In 2017, Dinesh Sharma bought a 2BHK flat. He decided to sell his property in 2019 as he wanted to buy a 3BHK unit in a project near his office. He has an outstanding home loan on his current property and the original property papers are with the bank.
Yes, a person who has availed a home loan on a property can transact the said property. However, the sale transaction stipulates obtaining an NOC from the lender or an in-principle approval from the lender for such sale transaction.
One can sell a property after getting the consent or in-principal approval from the lender. "This has to be done in a manner that part of the sale consideration will be paid directly to the lender or lending bank and the remaining balance (if any) shall go to the seller/current owner.
Upon receipt of the total loan consideration, the lender will release the original title deed of the property, deposited with the lending bank at the time of disbursement of the loan, to the seller/current owner. Generally, release of original title deed by the lender/lending bank, registration of the sale deed and discharge of the sale consideration takes place simultaneously," explains Niraj Kumar, partner, DSK Legal.
One buys a mortgaged property if he is getting a better deal in terms of price or if he likes the location or if he is getting a fully-furnished flat at no extra cost.
"It is advisable that the buyer (an individual or a legal entity) should check the original title documents of the property, the mutation records, encumbrance certificate and do litigation search on the property to verify whether the possession is in favour of the current owner," explains Kumar.

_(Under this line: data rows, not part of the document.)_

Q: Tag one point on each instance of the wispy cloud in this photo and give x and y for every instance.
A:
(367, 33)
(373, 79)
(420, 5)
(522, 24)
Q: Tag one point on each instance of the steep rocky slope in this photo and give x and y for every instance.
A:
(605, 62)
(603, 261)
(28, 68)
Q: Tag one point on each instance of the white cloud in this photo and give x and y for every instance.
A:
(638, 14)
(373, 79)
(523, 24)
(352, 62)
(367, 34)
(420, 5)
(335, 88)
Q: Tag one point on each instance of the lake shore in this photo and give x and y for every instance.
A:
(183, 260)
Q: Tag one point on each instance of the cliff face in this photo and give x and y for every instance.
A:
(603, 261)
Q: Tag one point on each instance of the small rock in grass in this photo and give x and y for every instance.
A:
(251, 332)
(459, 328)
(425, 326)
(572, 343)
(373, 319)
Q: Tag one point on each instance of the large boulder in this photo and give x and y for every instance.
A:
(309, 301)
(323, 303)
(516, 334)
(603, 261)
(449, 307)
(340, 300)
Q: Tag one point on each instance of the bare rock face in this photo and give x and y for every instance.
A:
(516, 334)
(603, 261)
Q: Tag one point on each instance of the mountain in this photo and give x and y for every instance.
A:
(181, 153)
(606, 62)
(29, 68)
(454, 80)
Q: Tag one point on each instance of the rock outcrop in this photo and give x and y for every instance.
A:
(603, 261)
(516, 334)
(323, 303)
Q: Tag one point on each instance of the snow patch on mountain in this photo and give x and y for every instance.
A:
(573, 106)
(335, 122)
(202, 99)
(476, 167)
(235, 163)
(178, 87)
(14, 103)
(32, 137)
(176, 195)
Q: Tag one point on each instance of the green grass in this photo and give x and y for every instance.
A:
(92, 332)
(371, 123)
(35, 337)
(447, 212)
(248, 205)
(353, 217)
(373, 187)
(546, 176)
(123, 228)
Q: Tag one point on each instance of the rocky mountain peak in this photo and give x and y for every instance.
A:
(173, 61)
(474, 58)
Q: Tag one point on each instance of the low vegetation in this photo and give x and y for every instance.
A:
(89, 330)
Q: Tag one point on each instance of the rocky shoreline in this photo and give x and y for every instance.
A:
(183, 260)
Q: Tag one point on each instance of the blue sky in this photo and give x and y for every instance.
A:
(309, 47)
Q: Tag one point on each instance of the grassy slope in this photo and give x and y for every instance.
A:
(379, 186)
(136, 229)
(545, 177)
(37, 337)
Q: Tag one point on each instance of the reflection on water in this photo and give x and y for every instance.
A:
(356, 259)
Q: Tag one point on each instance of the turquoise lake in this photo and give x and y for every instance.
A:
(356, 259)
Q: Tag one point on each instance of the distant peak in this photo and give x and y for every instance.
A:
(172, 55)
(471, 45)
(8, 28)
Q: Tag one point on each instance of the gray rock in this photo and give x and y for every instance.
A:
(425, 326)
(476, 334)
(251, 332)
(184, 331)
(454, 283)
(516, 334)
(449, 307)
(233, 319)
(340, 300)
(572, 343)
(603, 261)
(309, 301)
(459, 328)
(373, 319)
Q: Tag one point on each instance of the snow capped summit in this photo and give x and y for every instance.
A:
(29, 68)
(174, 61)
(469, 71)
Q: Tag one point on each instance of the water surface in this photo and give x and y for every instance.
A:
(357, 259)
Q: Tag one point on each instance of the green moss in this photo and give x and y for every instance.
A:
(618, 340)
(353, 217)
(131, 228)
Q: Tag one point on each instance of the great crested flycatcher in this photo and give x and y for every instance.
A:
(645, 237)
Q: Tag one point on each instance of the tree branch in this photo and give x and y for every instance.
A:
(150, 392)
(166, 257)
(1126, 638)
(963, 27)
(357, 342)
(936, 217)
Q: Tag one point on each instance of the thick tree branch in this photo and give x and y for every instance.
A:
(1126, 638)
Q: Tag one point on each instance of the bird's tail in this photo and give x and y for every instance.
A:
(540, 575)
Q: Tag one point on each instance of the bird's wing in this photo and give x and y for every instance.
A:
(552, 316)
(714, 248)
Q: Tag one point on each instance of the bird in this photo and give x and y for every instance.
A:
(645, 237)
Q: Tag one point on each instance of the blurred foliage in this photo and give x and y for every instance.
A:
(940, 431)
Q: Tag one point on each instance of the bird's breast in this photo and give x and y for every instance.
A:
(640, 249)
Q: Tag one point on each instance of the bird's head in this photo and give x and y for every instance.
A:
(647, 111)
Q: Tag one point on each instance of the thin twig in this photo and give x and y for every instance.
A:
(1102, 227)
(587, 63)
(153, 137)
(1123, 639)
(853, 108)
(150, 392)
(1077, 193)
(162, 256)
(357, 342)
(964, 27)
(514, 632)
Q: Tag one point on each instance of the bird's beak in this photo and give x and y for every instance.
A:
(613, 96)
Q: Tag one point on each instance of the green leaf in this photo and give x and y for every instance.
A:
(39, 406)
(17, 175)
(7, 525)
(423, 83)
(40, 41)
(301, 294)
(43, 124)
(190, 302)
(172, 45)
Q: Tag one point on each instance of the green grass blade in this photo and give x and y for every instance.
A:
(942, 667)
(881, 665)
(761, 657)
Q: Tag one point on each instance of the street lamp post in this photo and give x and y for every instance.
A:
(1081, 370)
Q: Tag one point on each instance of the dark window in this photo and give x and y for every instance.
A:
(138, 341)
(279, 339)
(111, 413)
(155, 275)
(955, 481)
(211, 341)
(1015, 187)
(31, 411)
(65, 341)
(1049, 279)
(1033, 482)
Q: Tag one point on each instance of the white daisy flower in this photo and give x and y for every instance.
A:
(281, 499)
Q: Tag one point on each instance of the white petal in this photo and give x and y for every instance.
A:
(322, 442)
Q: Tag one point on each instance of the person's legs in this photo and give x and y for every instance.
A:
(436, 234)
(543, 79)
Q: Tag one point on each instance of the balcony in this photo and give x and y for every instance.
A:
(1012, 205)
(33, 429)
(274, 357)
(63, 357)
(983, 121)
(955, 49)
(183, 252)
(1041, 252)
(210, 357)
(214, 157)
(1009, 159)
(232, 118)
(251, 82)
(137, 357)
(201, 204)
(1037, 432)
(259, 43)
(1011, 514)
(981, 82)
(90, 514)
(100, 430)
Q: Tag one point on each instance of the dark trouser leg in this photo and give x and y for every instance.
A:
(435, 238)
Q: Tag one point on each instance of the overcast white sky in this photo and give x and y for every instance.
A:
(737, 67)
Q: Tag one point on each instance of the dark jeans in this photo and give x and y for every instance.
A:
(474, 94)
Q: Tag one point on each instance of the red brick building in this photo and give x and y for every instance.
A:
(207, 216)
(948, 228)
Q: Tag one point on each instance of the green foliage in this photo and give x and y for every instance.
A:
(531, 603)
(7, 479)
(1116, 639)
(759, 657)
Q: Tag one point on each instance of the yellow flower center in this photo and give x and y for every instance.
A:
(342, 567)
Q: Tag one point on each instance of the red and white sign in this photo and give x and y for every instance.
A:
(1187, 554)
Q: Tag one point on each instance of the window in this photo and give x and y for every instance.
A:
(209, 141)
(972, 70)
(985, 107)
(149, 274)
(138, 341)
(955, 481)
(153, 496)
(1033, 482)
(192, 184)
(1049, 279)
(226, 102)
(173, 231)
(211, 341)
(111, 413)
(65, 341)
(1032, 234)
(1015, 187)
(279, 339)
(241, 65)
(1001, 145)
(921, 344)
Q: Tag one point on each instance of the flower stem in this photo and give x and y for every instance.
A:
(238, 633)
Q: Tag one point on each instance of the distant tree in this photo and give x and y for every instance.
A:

Kumar further adds "The seller should also look into documents that verify the capability of a buyer to transact the property and availability as well as source of funds being used for the purchase of the property."
Apart from considering the property specifications, one of the most important factors to consider is the tax liability. Before you sell a property you need to calculate your tax liability as well.
Nand Kishore, Partner - DSK Legal, suggests, "The tax liability for selling any property gives rise to capital gains tax, which could be either short term or long-term gain under the Income Tax Act 1961. However, the tax impact can be mitigated if the seller utilises the capital gains for purchasing another residential property within two years or construct a house within three years from the date of sale.
If the seller is unable to utilise the entire amount within the last date for filing returns, then such unutilised amount should be deposited with a specified bank account. The said unutilised amount can be used only to purchase a residential house or for the construction of a house."
You must look into various factors before selling your property on which a home loan is pending.